I have this homework question:
Write and test a program that read in n integers (max value for n is 20), each integer has
a value between 0 and 100 inclusive. You program should then print out the unique values
among the input numbers and the count of these values.
Sample input:
Enter a the number of integers = 8
Enter 8 integers: 5 6 7 6 6 17 17 35
Sample output:
Number 5: 1
Number 6: 3
Number 7: 1
Number 17: 2
Number 35: 1
This is what I did:
#include<iostream>
using namespace std;
int main(){
int a[20], n;
cout<< "Please enter the number of integers= ";
cin>> n;
cout<<"Please enter"<< n<<" integers: ";
for (int i=0; i<n; i++)
cin >> a[i];
for (int k=0; k< n; k++){
int sum=0;
for (int i=0; i< n; i++){
if (a[i]==a[k])
sum= sum+1;
}
cout<< "Number "<< a[k]<<" : "<< sum<< endl;
}
}
Consider that when you iterate through your list, you're checking all values with both i and k.
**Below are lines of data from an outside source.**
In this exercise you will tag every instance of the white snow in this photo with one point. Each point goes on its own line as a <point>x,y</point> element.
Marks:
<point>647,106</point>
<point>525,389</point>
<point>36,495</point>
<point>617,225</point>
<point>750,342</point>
So essentially, if you had a list of 1 1 2 2, then the first one will count itself, and the 1 at a[1]. The second 1 will count the first 1 and itself, giving you your repeated output.
A way to simplify this would be to make use of a hash_map, or some similar structure (I'm not as familiar with C++) that maps a key to a value and doesn't allow repeats. This would allow you to record the unique numbers as keys, and increment them with only one pass through the list. The advantage to using the hashMap is that you make your program linear (although I don't think that's really a concern at this stage).
The simplest way to solve your problem, however would be to use a Bin sort technique. The underlying idea here is that your number range is simply 0 to 100, meaning you could create bins for 0 to 100 and increment each one. Again, this is Java code, and doesn't have any actual input for a.
// Count is the key, it uses indexes from 0 to 100, with null values of
// 0 after initialized. Simply iterate the loop, and use the value of
// a[k] to increment the corresponding count in the count array.
// Finally, print the results
int[] a = new int[20];
int[] count = new int [101];
for (int k = 0; k < a.length; k++){
count[a[k]]++;
for (int i = 0; i < count.length; i++){
if (count[i] > 0)
System.out.println(i + ": " + count[i]);
}
Add another bool b[20] ,initialize it with true. Then every time you detect a[k] is a dupe, you set b[k] = false. Only print a[k] if b[k] == true
for (int k = 0; k < n; k++) {
if (!b[k]) {
continue;
}
int sum = 0;
for (int i = 0; i < n; i++) {
if (a[i] == a[k]) {
sum = sum + 1;
b[i] = false;
}
}
cout << "Number " << a[k] << " : " << sum << endl;
}
You have to keep a running count of the items you processed in a separate array, and before running your inner loop to count the items, check if he item you're trying to count isn't in your second array already.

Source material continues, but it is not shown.